Pada sisi lain, hampir tiga perempat warga lansia memiliki Jaminan Kesehatan Nasional-Kartu Indonesia Sehat (JKN-KIS). Hanya 23,2 persen dapat membayar iuran, sementara 44,59 persen warga lansia dibayari pemerintah.
Produktif
Dampak tidak terlihat pandemi adalah tekanan kejiwaan, seperti ketakutan yang tidak dinyatakan.

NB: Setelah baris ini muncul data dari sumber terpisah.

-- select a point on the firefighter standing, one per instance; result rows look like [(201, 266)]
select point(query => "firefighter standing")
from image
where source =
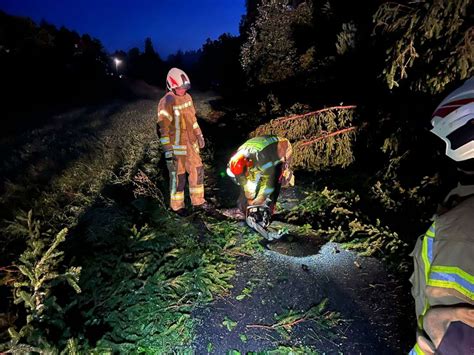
[(260, 167), (181, 139), (443, 279)]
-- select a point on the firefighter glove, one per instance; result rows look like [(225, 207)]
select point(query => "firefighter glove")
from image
[(201, 141)]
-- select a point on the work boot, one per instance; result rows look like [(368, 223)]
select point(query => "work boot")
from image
[(205, 207), (234, 213)]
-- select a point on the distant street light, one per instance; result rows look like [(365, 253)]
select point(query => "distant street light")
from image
[(117, 62)]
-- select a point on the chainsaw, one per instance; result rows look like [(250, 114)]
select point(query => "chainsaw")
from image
[(259, 218)]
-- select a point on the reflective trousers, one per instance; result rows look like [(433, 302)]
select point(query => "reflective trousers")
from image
[(191, 164)]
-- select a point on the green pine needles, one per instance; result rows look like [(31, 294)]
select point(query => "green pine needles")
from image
[(320, 139), (39, 266)]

Pada sejumlah kasus, warga lansia mengalami kekerasan psikologis dan fisik dari anggota keluarga akibat tekanan ekonomi dan sosial pandemi.
Masalah kejiwaan dialami setiap lapisan ekonomi tampak pada tulisan beberapa orang lansia dalam buku Stay Home Lansia di Masa Covid dan Stay Home Lansia & Stay Connected, 1 Tahun Pandemi Covid-19.
Walakin Prof Saparinah, penggagas terbitnya buku tersebut, bersama Ninuk Widyantoro, Agustine Dwiputri, dan Yoga Irawan, mengatakan, apabila dalam ilmu kependudukan warga lansia adalah angka, pandemi Covid-19 mengangkat mereka sebagai sesama manusia.
Ungkapan pengalaman para lansia di dalam dua buku itu menunjukkan, mereka tetap bersikap positif dan produktif secara sosial dan ekonomi. Agar lansia tidak menjadi beban, dukungan sistem membantu warga lansia tetap sehat, produktif, dan memiliki jaminan hari tua harus dibangun selain bantuan dalam keadaan darurat.